For me, it was the allure of the Mount Canobolas whites like sauvignon blanc and chardonnay that had my taste buds dancing to a merry tune with each zippy example they encountered. The near perfect balance of generosity of fruit and zestiness of acid makes for wines which drink equally well on their own or with a suitably matched meal. Even the local pinot gris and riesling have impressed the most discerning consumers, though perhaps not earning the same accolades as the savvies and chardonnays released by local producers.
What’s a tad ironic is that it’s the white varietals that are putting Orange on the oenological map, yet they account for only about 40% of area under vines. The red wines dominate by volume with shiraz accounting for over a quarter of all production while cabernet and merlot contributing 14 and 12% respectively to regional output. But as is happening in other regions, what were once just experimental volumes of non-mainstream varietals have grown to small batch wines in their own right, like the Italian barbera, tempranillo and sangiovese that are currently doing the Angullong team proud. All three styles sell under the Fossil Hill label and are on the shelves with a $28 price tag.
When some samples arrived recently, I wasted no times in lining up all three with a plate of slow cooked barbecue beef short ribs and slaw.
The first cab off the rank was the Fossil Hill Barbera – a savoury style that oozes cloves and raspberries and finishes with moderate tannins.
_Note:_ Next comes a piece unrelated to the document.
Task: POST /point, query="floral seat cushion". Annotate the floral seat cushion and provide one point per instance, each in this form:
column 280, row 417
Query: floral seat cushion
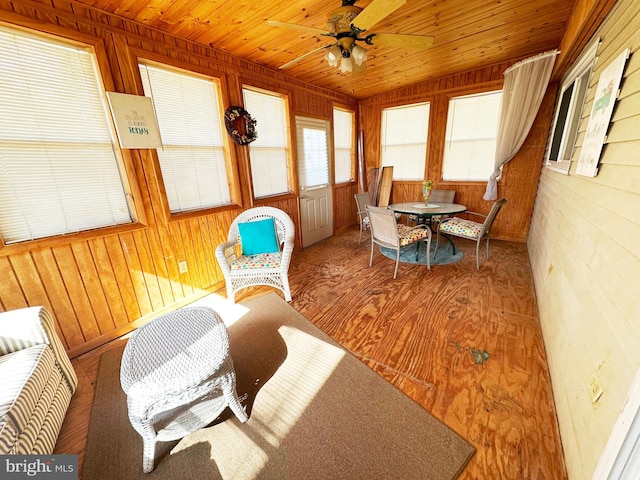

It’s only of medium weight and has enough tannin and acid to cut through the fatty edges of the ribs. Next was the Fossil Hill Tempranillo which was a much darker purple colour in the glass. On the nose were hints of bramble and tar but once on the palate spicy stewed plums and dark ripe cherry characters loomed before being swamped by lashings of tannin on the finish.
But to my palate, the Angullong Fossil Hill Sangiovese was the standout performer of the trio. Like the others, there was an overtly herbaceous but floral nose with ephemeral violets and a touch of iris. Once on the lips, spicy succulent blueberries linked with hints of ripe fig and even a dose of plum before subsiding on the conclusion with an emerging vanilla edged spiciness.
The Angullong wines continue to surprise on the upside, as do those from the region. But if I had just one tip to give, it would be to stock up on Orange chardonnay, as I suspect that it will soon enough become recognized as a rising star and priced accordingly!